By the time was project was suspended some 14,000 schoolgirls in western Gujarat and southern Andhra Pradesh states had been given the shots manufactured by pharmaceutical trans-nationals Merck and GlaxoSmithKline.
Such was the outcry over the deaths that a week after the suspension of the project the health ministry ordered an inquiry by an expert panel that included S.P. Agarwal, former director-general of health services, and Suneeta Mittal, head of obstetrics and gynaecology at the premier All India Institute of Medical Sciences (AIIMS).
The committee’s brief was to examine “alleged irregularities in the conduct of studies using HPV vaccine by PATH in India.” But, curiously, while confirming several violations, the committee did not fix responsibility on PATH or any other organisation or individual.
If that raised suspicions, attempts to describe the project as a “post-licensure demonstration,” rather than a clinical trial, were seen as “semantic subterfuge”.
“There is no such thing as a post-licensure demonstration project. What was done was a clinical trial, pure and simple,” Shiva told IPS.
In its report, the committee said that “by whatever name you call it, the project proposal has been carried out as research on human participants. And as such it had to follow all the guidelines and statutory requirements applicable for research on human participants.”
Committee member, A.K. Dutta, head of paediatrics at the state-run Kalawati Saran Hospital in New Delhi, said there was no worthwhile reporting system for deaths and adverse events despite there being “direct contact with human participants and intervention that was not part of prescribed prevention.”
Y.K. Gupta, who heads pharmacology at AIIMS and who was also on the committee, said he was concerned that the trials were carried out largely among tribal girls when Indian law clearly forbids research on “tribal populations unless of specific benefit to them.”
Gupta said it was curious that remote tribal areas were chosen for the study because the standards of medical care were far lower than in the urban areas, at least in terms of handling death-threatening adverse events following vaccination.
According to Dr. Rani Kumar, dean at the AIIMS, “the most significant deficiency in the implementation of the project was the obtaining of consent” from the parents of the girls who were involved in the project.
Though the committee concluded that the deaths of the schoolgirls were “most probably not related” to the vaccine, it noted that there was insufficient information on three of the deaths.
Jacob Puliyel, paediatrician and member of the National Technical Advisory Group on Immunisation (NTAGI), said there is no classification as “most probably not related” in the World Health Organisation’s guidelines on reporting adverse events. “The whole thing smacks of a bad cover-up,” he told IPS.
The committee hinted at the “possibility of a hidden agenda to push this prohibitively expensive vaccine into the Indian healthcare system,” and said it might have been “prudent if the NTAGI had deliberated on the study prior to its implementation and given its recommendations.”
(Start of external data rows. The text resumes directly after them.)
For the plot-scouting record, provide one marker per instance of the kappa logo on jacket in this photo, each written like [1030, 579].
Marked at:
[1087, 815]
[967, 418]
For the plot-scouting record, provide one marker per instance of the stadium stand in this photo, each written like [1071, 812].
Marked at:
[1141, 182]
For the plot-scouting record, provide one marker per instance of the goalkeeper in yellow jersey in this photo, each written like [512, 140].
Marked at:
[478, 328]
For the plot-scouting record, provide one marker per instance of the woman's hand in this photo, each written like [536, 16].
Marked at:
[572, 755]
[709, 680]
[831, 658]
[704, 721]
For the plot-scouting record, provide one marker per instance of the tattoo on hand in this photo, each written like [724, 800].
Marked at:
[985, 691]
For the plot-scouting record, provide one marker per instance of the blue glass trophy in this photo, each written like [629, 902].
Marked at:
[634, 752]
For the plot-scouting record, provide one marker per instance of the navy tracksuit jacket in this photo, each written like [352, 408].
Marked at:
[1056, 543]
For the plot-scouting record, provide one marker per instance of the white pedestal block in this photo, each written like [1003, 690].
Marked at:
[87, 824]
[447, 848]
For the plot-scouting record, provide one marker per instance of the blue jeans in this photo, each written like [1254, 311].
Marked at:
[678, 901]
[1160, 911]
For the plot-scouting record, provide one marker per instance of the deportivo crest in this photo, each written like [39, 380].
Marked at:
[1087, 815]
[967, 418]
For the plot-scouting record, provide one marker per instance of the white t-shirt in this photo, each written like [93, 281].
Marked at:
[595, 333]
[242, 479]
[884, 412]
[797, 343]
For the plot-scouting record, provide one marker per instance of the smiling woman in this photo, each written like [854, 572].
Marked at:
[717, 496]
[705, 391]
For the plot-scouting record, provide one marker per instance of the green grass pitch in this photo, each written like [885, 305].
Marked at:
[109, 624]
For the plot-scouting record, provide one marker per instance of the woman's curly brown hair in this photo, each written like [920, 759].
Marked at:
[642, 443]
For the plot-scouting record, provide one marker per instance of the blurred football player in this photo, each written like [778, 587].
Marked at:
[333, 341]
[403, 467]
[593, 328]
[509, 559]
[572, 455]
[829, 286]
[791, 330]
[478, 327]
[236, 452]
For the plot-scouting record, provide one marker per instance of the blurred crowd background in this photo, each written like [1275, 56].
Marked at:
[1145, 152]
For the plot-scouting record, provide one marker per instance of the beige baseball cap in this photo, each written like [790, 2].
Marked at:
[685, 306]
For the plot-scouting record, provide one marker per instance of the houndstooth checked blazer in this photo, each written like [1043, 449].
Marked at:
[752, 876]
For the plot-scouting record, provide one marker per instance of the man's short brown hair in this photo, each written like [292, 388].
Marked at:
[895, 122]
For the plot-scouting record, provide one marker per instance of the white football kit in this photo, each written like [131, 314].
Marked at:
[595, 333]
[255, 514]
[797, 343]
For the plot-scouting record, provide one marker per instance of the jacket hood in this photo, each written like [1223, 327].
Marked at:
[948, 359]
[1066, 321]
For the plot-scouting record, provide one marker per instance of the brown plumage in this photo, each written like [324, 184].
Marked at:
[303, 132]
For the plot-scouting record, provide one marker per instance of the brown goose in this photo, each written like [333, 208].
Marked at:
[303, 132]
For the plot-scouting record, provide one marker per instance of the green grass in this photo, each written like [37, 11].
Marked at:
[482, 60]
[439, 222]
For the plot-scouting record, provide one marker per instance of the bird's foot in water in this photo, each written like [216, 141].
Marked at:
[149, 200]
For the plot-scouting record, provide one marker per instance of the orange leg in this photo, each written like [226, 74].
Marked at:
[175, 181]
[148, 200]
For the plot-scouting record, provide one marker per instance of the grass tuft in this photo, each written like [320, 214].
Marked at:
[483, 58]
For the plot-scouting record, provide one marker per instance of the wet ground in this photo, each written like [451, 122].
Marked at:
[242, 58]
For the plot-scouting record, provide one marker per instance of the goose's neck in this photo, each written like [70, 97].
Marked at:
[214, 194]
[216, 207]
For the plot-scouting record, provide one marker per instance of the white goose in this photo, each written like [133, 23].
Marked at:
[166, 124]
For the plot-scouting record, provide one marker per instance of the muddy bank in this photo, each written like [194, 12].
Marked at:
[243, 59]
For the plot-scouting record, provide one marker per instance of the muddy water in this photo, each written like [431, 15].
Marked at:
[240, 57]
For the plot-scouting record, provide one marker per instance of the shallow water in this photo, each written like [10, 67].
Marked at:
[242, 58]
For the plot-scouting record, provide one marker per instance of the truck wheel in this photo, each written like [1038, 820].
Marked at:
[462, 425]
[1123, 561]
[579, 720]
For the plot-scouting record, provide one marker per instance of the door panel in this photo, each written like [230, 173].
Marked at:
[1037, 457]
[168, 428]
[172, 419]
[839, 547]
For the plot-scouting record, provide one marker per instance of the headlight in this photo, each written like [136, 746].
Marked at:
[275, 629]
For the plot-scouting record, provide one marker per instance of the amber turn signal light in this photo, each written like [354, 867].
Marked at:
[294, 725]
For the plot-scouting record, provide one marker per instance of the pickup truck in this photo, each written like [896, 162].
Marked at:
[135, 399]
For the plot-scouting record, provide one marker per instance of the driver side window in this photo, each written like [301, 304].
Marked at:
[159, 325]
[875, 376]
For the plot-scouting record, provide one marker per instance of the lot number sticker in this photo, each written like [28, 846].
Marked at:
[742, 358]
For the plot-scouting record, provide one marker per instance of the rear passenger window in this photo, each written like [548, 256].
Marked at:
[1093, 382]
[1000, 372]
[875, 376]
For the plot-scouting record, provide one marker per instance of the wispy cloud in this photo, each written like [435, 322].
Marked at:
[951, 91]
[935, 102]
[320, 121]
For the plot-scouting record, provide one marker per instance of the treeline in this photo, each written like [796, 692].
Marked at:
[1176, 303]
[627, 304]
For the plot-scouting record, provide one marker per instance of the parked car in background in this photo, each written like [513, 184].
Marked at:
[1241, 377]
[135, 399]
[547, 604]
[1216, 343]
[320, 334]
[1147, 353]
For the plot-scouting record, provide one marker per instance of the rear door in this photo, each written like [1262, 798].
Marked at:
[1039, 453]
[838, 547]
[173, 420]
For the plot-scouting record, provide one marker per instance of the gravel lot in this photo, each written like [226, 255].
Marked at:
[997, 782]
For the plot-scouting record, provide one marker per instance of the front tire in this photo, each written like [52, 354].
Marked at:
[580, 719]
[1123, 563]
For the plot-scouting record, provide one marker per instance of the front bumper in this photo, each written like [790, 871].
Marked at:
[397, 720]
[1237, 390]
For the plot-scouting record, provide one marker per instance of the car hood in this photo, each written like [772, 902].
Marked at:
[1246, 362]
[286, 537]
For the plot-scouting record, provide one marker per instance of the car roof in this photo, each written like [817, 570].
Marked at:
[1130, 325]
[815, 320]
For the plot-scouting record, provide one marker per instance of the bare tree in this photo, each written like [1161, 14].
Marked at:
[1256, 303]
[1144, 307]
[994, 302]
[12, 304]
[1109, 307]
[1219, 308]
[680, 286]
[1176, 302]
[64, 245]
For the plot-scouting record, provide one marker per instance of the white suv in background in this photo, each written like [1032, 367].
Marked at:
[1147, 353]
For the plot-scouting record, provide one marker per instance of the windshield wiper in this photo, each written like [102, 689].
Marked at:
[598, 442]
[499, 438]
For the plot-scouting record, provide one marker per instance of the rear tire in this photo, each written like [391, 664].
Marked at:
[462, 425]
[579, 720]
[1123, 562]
Grounds for suspicion came from the fact that inquiries by SAMA, under the Right to Information Act, were returned saying it was not possible to provide details of a study protocol that might infringe on intellectual property rights.
“Since the project is described as a feasibility and acceptability study of an approved vaccine, it is not clear how intellectual property become involved, and it also raises the question of whether commercial research is being conducted in the guise of public service,” said N.B. Sarojini, who heads SAMA.
The committee said it was concerned that “no provision has been made of an insurance cover for any unforeseen event or residual, morbidity, related, or unrelated to the intervention; which is a usual practice.”
On the other hand, the committee noted, “PATH has taken an insurance cover for itself.”